MELTIN MMI (hereinafter MELTIN) is a high-tech venture aiming to establish cyborg technology, including artificial bodies and brain-machine interfaces (BMIs), through R&D and commercialization efforts for medical devices, avatar robots, and other items by making the best use of biosignal processing technology and robotics approaches. MELTIN advocates removing physical limitations by means of cyborg technology to create a world in which everyone can maximize their potential for self-realization without constraints due to age or physical condition.

Sharing this corporate vision, we concluded an agreement with MELTIN on financing and joint R&D in October 2018. Since then, we have been collaborating on R&D for sophisticated healthcare devices based on MELTIN’s core technology. Combining MELTIN’s robotics and biosignal processing technology with our long-nourished strengths of findings, knowledge, and experience in the healthcare field, we are conducting a new business development to realize a medical-engineering partnership.

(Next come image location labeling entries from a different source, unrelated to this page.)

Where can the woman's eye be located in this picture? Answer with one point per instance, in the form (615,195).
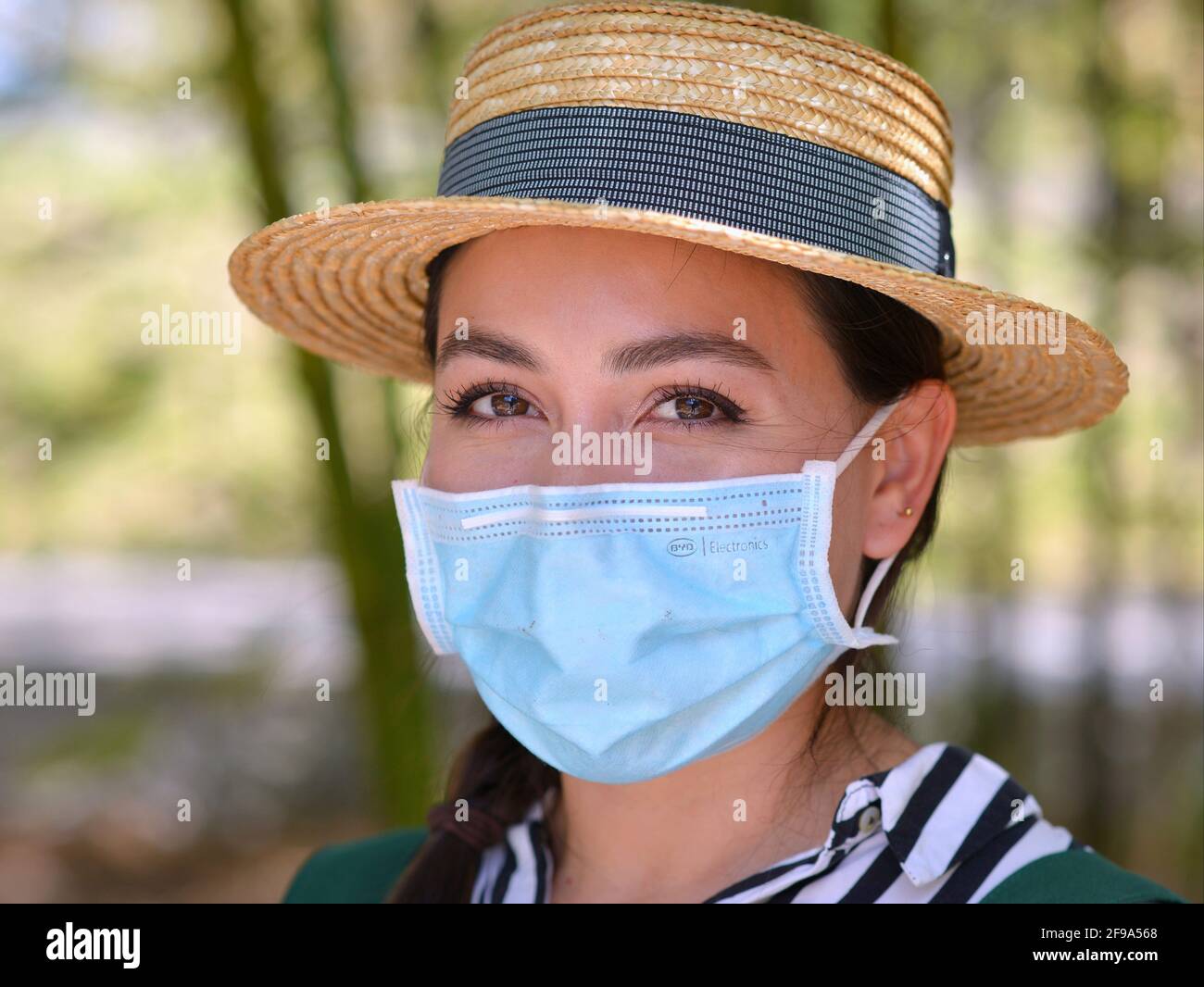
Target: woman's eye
(685,408)
(500,406)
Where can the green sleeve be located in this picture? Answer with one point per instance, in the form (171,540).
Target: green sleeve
(1076,877)
(356,871)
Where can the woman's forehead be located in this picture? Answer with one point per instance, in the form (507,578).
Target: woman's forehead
(596,289)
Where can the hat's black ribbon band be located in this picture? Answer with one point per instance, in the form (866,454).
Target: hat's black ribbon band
(717,169)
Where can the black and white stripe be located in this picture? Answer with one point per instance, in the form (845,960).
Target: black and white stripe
(944,826)
(709,169)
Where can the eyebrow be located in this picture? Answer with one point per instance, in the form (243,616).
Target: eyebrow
(490,344)
(629,357)
(687,344)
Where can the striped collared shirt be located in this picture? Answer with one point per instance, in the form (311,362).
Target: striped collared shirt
(944,826)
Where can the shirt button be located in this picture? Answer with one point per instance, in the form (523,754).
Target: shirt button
(870,818)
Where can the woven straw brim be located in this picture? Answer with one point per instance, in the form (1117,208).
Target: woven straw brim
(352,287)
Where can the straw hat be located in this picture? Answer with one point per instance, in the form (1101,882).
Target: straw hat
(710,124)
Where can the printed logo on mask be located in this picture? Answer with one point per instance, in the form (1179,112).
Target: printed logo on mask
(679,548)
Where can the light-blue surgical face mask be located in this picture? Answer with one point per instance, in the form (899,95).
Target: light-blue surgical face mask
(621,631)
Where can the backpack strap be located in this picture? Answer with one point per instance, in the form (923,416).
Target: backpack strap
(354,871)
(1076,877)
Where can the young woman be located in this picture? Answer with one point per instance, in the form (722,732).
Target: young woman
(686,302)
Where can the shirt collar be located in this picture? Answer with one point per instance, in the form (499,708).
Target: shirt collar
(927,831)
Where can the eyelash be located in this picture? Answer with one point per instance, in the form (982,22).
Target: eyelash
(457,402)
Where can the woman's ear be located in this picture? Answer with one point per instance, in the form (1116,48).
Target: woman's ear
(916,440)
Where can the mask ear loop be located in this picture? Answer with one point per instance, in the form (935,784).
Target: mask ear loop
(859,442)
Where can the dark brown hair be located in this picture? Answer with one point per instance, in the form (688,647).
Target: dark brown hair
(883,349)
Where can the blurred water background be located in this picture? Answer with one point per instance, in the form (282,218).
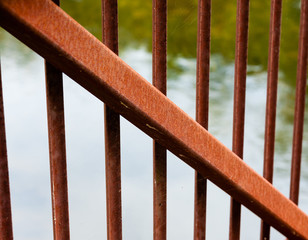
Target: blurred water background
(26,122)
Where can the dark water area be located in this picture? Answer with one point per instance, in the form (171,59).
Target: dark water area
(24,100)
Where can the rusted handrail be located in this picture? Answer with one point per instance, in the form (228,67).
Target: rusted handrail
(68,46)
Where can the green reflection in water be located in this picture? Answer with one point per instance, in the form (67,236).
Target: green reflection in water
(135,30)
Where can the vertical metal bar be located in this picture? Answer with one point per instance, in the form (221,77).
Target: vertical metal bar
(112,132)
(6,232)
(272,82)
(159,152)
(300,103)
(202,108)
(57,150)
(241,50)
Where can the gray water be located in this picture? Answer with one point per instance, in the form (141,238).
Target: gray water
(27,141)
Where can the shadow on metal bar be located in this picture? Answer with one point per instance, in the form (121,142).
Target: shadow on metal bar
(49,31)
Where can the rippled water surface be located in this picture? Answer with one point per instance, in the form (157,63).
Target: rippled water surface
(26,121)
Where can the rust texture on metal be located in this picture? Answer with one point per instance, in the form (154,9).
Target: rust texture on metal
(159,11)
(6,232)
(202,109)
(299,103)
(57,151)
(112,132)
(271,101)
(241,49)
(73,50)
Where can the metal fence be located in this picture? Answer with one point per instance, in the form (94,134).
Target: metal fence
(69,48)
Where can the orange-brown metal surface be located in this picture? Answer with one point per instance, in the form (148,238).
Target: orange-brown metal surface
(299,103)
(112,132)
(202,109)
(6,230)
(272,82)
(72,49)
(241,51)
(159,152)
(57,152)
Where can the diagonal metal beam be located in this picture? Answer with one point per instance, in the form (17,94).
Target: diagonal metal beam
(49,31)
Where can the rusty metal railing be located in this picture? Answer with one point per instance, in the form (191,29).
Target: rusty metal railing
(68,47)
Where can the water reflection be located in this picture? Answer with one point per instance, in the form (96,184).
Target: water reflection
(135,36)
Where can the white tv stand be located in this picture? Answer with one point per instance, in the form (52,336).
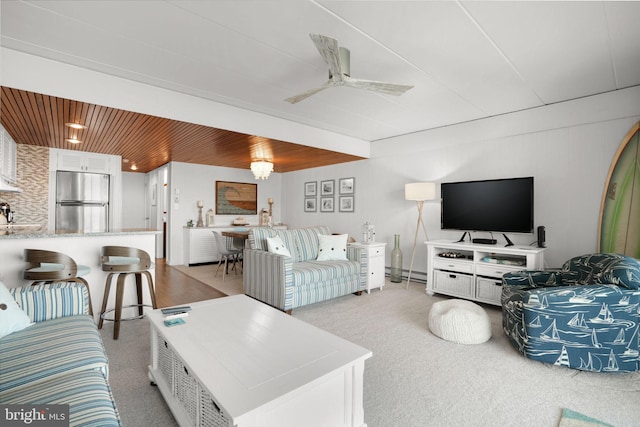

MELTIN’s Unique Technology for Biosignal Analysis

The term “biosignal” refers to an electrical signal that is transmitted through our nerves, in the form of brain waves, electricity in muscle (myoelectricity), and the like. When we move our hand, for example, a signal for “moving the hand” is initiated by commands from the brain, transmitted through the relevant nerves, and reaches the relevant muscles as an electric signal to initiate muscular contractions that move the hand. The electrical signal waveforms and the working muscles they activate differ depending on the intended actions.

MELTIN’s core technology distinguishes among different waveforms and analyzes the motion being made, or intended to be made, by a human body. It carries an algorithm that enables capturing complex biosignals with a large amount of information using a small number of electrodes, and analyzing them at high speed and high accuracy, thus making it possible to convert (reproduce) the signals to highly complex body motions.

Combining its unique biosignal processing technology and robot development, MELTIN aims for developmental achievement in three main areas: body complementation, body augmentation, and body recovery.

Mark Kasuya, CEO of MELTIN, says, “Body complementation is expected to allow a person who has accidentally lost their hand to perform various operations as if they still have a real hand for example, by wearing MELTIN’s robot hand and controlling it through the sensation of their own biosignals, while the robot hand distinguishes among motor intention such as “to grip an object” or “to turn the wrist.”

Regarding body augmentation, the robot hand can be worn as a “third hand” to allow the wearer to perform complex operations that require three hands, using their own biosignals.

As for body recovery, machine-generated, simulated biosignals can be sent to the lower half of the body of a person suffering complete paralysis of the area due to accidental spinal injury, to reactivate the otherwise inert parts of their body.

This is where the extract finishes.